Eine zuständige Behörde geht gemäß den Anforderungen in Artikel 178 Absatz 2 Buchstabe d der Verordnung (EU) Nr. 575/2013 davon aus, dass eine Erheblichkeitsschwelle ein vertretbares Risiko widerspiegelt, wenn diese Schwelle weder zur Anerkennung einer übermäßig großen Zahl an nicht durch finanzielle Schwierigkeiten des Schuldners bedingten Ausfällen führt, noch erhebliche Verzögerungen bei der Anerkennung von durch finanzielle Schwierigkeiten des Schuldners bedingten Ausfällen zur Folge hat.

Artikel 4

Mitteilung der Erheblichkeitsschwellen

Die zuständige Behörde teilt der EBA die in ihrem Zuständigkeitsbereich festgelegten Erheblichkeitsschwellen mit. Setzt eine zuständige Behörde die relative Komponente der Erheblichkeitsschwelle ober- oder unterhalb von 1 % fest, so begründet sie diese Entscheidung gegenüber der EBA.

Artikel 5

Aktualisierung der Erheblichkeitsschwellen

Wird die absolute Komponente der Erheblichkeitsschwelle in einer anderen Währung als dem Euro festgesetzt und ist der Gegenwert dieser Komponente aufgrund von Wechselkursschwankungen bei Risikopositionen aus dem Mengengeschäft höher als 100 EUR und für nicht dem Mengengeschäft zuzuordnende Risikopositionen höher als 500 EUR, bleibt der Schwellenwert unverändert, es sei denn, die zuständige Behörde kann der EBA gegenüber begründen, dass die Erheblichkeitsschwelle nicht mehr das von ihr als vertretbar angesehene Risiko widerspiegelt.

Artikel 6

Geltungsbeginn der Erheblichkeitsschwellen

Die zuständige Behörde legt für die Anwendung der Erheblichkeitsschwelle ein Datum fest, das je nach Institutskategorie unterschiedlich sein kann, für Institute, die nach dem in Teil 3 Titel II Kapitel 2 der Verordnung (EU) Nr. 575/2013 festgelegten Standardansatz verfahren jedoch nicht nach dem 31. Dezember 2020 liegen darf.

Artikel 7

Inkrafttreten

Diese Verordnung tritt am zwanzigsten Tag nach ihrer Veröffentlichung im Amtsblatt der Europäischen Union in Kraft.

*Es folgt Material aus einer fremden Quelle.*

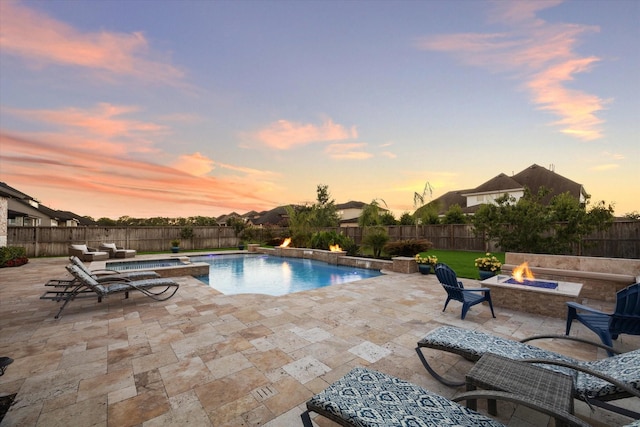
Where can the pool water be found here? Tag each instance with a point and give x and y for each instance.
(264, 274)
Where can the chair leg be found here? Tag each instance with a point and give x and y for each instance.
(446, 303)
(605, 337)
(465, 308)
(306, 419)
(434, 374)
(571, 314)
(490, 304)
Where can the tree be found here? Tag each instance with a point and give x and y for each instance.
(370, 214)
(454, 215)
(299, 225)
(324, 212)
(530, 226)
(375, 237)
(407, 219)
(387, 218)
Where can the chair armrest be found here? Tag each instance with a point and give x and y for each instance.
(523, 400)
(475, 290)
(588, 371)
(571, 338)
(584, 308)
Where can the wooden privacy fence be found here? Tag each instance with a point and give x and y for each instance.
(621, 240)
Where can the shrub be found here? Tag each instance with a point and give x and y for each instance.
(323, 239)
(13, 256)
(407, 247)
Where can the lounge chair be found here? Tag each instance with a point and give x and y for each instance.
(87, 254)
(625, 319)
(117, 251)
(100, 275)
(105, 274)
(596, 382)
(367, 398)
(456, 291)
(86, 284)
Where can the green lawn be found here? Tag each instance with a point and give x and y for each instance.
(462, 262)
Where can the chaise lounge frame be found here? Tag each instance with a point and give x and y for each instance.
(364, 397)
(85, 286)
(472, 345)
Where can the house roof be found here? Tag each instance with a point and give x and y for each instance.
(533, 178)
(10, 192)
(501, 182)
(30, 209)
(536, 176)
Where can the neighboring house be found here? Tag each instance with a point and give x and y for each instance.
(24, 210)
(533, 178)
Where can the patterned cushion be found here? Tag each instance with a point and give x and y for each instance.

Sie gilt ab dem 7. Mai 2018.

Diese Verordnung ist in allen ihren Teilen verbindlich und gilt unmittelbar in jedem Mitgliedstaat.

Brüssel, den 19. Oktober 2017

Für die Kommission

Der Präsident

Jean-Claude JUNCKER


(1)  ABl. L 176 vom 27.6.2013, S. 1.

(2)  Verordnung (EU) Nr. 1093/2010 des Europäischen Parlaments und des Rates vom 24. November 2010 zur Errichtung einer Europäischen Aufsichtsbehörde (Europäische Bankenaufsichtsbehörde), zur Änderung des Beschlusses Nr. 716/2009/EG und zur Aufhebung des Beschlusses 2009/78/EG der Kommission (ABl. L 331 vom 15.12.2010, S. 12).